Effects of smoking, CYP2D6 genotype, and concomitant drug intake on the steady state plasma concentrations of haloperidol and reduced haloperidol in schizophrenic inpatients.

Abstract

The effects of smoking, CYP2D6 genotype, and concomitant use of enzyme inducers or inhibitors on the steady state plasma concentrations of haloperidol (HAL) and reduced haloperidol (RHAL) were evaluated in 92 schizophrenic inpatients. All but three of these patients received concomitant medication, in many cases with drugs potentially interacting with HAL. Of the 92 patients, 63 were treated orally with HAL in a daily dose of 0.4 to 50 mg; 29 patients were treated intramuscularly with a daily equivalent dose of HAL decanoate (expressed as HAL) of 1.8 to 17.9 mg. A wide interindividual variation in HAL dose and in steady state plasma concentrations of HAL and RHAL was observed. In the patients treated orally, the daily oral dose was about 4 times higher and the dose-normalized HAL (but not RHAL) plasma concentrations were significantly lower in smokers (n = 40) than in nonsmokers (n = 23) (p < 0.01).
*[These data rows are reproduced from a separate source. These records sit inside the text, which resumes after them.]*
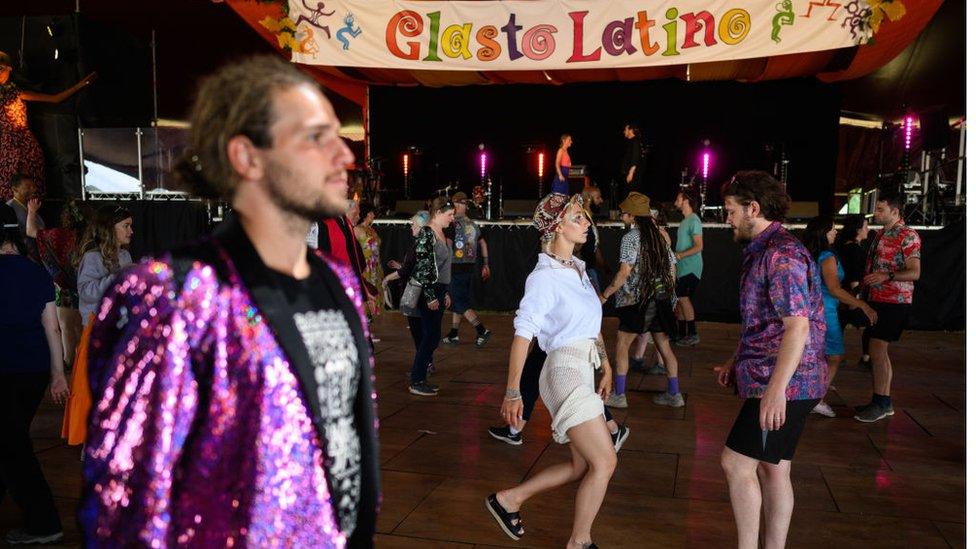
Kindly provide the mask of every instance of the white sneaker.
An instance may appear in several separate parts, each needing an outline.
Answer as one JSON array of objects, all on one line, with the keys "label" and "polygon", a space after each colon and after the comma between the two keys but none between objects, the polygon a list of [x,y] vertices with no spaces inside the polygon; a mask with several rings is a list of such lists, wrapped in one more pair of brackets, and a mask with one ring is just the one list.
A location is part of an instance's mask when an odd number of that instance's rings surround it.
[{"label": "white sneaker", "polygon": [[816,406],[813,407],[813,410],[811,410],[810,413],[820,414],[826,417],[837,417],[837,413],[834,412],[834,409],[830,407],[830,404],[827,404],[822,400],[818,402]]},{"label": "white sneaker", "polygon": [[627,394],[618,395],[616,393],[610,393],[610,397],[607,398],[607,406],[611,408],[626,408]]}]

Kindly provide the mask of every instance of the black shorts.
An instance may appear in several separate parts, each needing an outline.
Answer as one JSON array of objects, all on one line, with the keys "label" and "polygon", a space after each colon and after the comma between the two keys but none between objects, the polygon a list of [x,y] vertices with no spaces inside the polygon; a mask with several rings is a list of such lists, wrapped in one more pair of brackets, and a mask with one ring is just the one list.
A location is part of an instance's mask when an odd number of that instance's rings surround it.
[{"label": "black shorts", "polygon": [[759,399],[747,398],[735,418],[725,445],[744,456],[777,464],[782,459],[792,460],[796,445],[803,434],[807,416],[820,399],[791,400],[786,403],[786,423],[776,431],[768,431],[763,446],[763,432],[759,428]]},{"label": "black shorts", "polygon": [[671,300],[652,299],[646,305],[628,305],[617,309],[621,332],[643,334],[644,332],[664,333],[669,337],[676,332],[677,322]]},{"label": "black shorts", "polygon": [[693,273],[688,273],[682,277],[679,277],[674,283],[674,293],[678,297],[691,297],[695,295],[695,290],[698,288],[698,282],[701,279],[695,276]]},{"label": "black shorts", "polygon": [[868,315],[864,314],[861,309],[851,309],[847,306],[842,306],[837,311],[838,320],[840,320],[840,329],[844,331],[848,326],[854,326],[855,328],[866,328],[871,325],[871,321],[868,320]]},{"label": "black shorts", "polygon": [[868,301],[868,305],[878,312],[878,322],[874,326],[868,326],[865,334],[871,339],[881,341],[898,341],[901,332],[908,323],[908,313],[912,306],[904,303],[879,303]]}]

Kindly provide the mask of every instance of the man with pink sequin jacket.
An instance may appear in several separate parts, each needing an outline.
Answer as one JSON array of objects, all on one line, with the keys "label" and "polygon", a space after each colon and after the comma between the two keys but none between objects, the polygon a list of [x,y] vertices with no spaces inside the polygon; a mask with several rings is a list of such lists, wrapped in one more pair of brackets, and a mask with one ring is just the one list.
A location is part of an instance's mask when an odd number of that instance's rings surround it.
[{"label": "man with pink sequin jacket", "polygon": [[308,248],[342,215],[331,104],[273,56],[207,77],[177,173],[234,213],[123,271],[96,311],[80,510],[98,547],[370,547],[380,499],[359,282]]}]

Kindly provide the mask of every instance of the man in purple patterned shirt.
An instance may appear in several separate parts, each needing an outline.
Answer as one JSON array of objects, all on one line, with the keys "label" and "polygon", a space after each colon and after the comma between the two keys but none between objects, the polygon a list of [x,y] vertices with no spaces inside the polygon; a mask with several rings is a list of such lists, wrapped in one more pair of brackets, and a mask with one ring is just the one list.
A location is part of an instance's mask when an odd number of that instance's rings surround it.
[{"label": "man in purple patterned shirt", "polygon": [[790,463],[807,415],[827,391],[817,263],[781,224],[790,199],[760,171],[726,186],[725,210],[742,260],[742,334],[719,383],[745,399],[722,451],[739,547],[784,547],[793,515]]}]

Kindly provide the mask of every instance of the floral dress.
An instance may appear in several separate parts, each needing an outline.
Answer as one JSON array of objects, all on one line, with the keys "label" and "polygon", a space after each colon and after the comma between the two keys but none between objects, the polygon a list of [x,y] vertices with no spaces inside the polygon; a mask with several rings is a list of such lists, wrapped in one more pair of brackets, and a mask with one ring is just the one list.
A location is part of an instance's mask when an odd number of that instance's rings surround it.
[{"label": "floral dress", "polygon": [[78,235],[71,229],[57,227],[37,232],[37,249],[41,262],[54,278],[54,304],[69,309],[78,308],[78,273],[71,258],[78,247]]},{"label": "floral dress", "polygon": [[24,174],[44,194],[44,153],[27,126],[27,104],[20,89],[8,82],[0,85],[0,200],[13,197],[10,178]]},{"label": "floral dress", "polygon": [[[363,249],[366,266],[363,268],[363,279],[374,288],[383,287],[383,266],[380,260],[380,235],[373,227],[360,225],[356,227],[356,240]],[[366,307],[370,318],[376,317],[383,310],[379,299],[372,300]]]}]

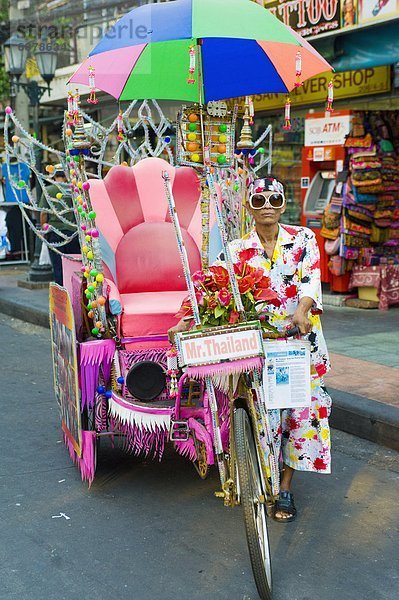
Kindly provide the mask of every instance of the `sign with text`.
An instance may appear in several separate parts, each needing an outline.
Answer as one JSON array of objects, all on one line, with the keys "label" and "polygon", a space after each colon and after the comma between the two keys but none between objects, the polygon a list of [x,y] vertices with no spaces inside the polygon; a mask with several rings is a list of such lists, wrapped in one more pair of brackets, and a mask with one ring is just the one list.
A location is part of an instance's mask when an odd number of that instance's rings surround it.
[{"label": "sign with text", "polygon": [[253,0],[302,37],[356,29],[399,17],[399,0]]},{"label": "sign with text", "polygon": [[229,329],[206,334],[178,335],[181,366],[215,364],[263,356],[262,332],[259,329]]},{"label": "sign with text", "polygon": [[68,291],[55,283],[50,285],[50,328],[54,389],[61,413],[61,426],[80,457],[82,426],[75,321]]},{"label": "sign with text", "polygon": [[351,124],[351,115],[334,113],[324,119],[305,119],[305,146],[343,146]]},{"label": "sign with text", "polygon": [[[327,88],[331,73],[322,73],[303,82],[291,94],[291,106],[303,104],[323,104],[327,98]],[[391,68],[389,66],[342,71],[334,74],[334,99],[355,98],[382,94],[391,90]],[[254,108],[257,112],[275,108],[284,110],[285,96],[283,94],[257,94],[253,97]],[[245,98],[239,98],[239,112],[244,110]]]},{"label": "sign with text", "polygon": [[310,406],[310,342],[265,340],[264,346],[263,389],[266,408]]},{"label": "sign with text", "polygon": [[340,0],[264,0],[264,6],[303,37],[340,28]]}]

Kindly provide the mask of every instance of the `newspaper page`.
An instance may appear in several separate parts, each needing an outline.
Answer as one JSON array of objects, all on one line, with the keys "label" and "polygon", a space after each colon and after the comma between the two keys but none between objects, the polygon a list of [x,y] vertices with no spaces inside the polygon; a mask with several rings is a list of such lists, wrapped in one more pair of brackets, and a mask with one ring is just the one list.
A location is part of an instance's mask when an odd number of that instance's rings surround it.
[{"label": "newspaper page", "polygon": [[303,340],[265,341],[264,348],[266,408],[310,406],[310,343]]}]

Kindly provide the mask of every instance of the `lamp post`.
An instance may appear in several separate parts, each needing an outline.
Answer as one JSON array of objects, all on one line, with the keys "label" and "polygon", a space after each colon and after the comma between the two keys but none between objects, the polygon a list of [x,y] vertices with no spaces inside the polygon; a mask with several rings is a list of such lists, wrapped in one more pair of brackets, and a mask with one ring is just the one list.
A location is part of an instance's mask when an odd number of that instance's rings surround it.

The dose-normalized RHAL (but not HAL) plasma concentrations and the RHAL/HAL ratio were significantly higher in poor metabolizers (PMs) than in extensive metabolizers (EMs). There was a trend toward an effect of potentially interacting drugs (inducers or inhibitors) on dose, dose-normalized HAL and RHAL plasma concentrations, and the RHAL/HAL ratio. In the patients treated intramuscularly, the dose-normalized HAL (but not RHAL) plasma concentrations were significantly lower in smokers than in nonsmokers, but no differences in doses were observed. This naturalistic study of modest sample size in a polymedicated population shows an effect of smoking and CYP2D6 genotype (and to a lesser extent, of interacting drugs) on the kinetics of HAL.